'Yeh confused thha, tum ego mein thhi, saala pyaar kissi mein thha hi nahin,' quips Santosh aka Santo (Aparshakti Khurrana) and that perfectly sums up our thoughts while watching Sidharth Malhotra-Parineeti Chopra's 'Jabariya Jodi'.
Set in Uttar Pradesh, Abhay Singh (Sidharth Malhotra) is a 'Baahubali' who conducts 'Pakadwa Vivah' where he kidnaps eligible grooms and gets them married at gunpoint to girls, whose families cannot afford the dowry demanded by the boy's side. His father Hukum Singh (Javed Jaffery) brainwashes him into believing that this 'groom-kidnapping' business is more like a 'samaaj seva'.
When Abhay bumps into his childhood sweetheart Babli Yadav (Parineeti Chopra) at a wedding, their romance is rekindled. However, he develops cold feet when Babli expresses her feelings and expresses her desire for commitment. One event leads to another and Babli decides to get hitched to him in 'Pakadwa Vivah' style.
Director Prashant Singh and writer Sanjeev Jha try to throw some light on the concept of 'forced marriages' in an entertaining way. Instead, the film ends up a confused mess due to lack of some solid writing and cohesive screenplay. While 'Jabariya Jodi' begins with a bang, it ends with a limp.

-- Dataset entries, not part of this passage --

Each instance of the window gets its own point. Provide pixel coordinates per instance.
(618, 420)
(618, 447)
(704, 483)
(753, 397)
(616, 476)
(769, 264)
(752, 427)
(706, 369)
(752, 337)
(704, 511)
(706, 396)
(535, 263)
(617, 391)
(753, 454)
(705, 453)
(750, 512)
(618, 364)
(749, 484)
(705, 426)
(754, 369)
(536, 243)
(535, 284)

Despite a promising beginning, things take a downfall post interval when the tone of the film shifts gear.
Speaking about the performances, Sidharth Malhotra's efforts to play a Bihari guy shows some hints of spark. However, the lad still has a long way to go when it comes to internalising his characters.
Parineeti Chopra is spunky in her role. However, her fiesty act in the first half reduces to a sobbing mess post interval. Her garish, OTT outfits make her look like a misfit in the film. While Sidharth-Parineeti were a total riot in 'Hasee Toh Phasee', here in 'Jabariya Jodi', their chemistry lacks the fizz.
Aparshakti Khurrana repeats his sidekick once again in this film and manages to evoke a few laughs. Pankaj Mishra and Neeraj Sood complement each other. Javed Jaffery's poker-faced humour works for the film.
Vishal Sinha's cinematography works fine. Ritesh Soni's editing scissors could have trimmed the film by several minutes. Barring 'Khadke Glassy', none of the songs linger long to make their way to your music playlist.
Sidharth Malhotra-Parineeti Chopra's game of 'uthhan-uthaayi' deserved a better story-telling. The makers failed to strike a balance between a light-hearted comedy and a socially-relevant subject and instead, present a messy fare to you. I am going with 2.5 stars.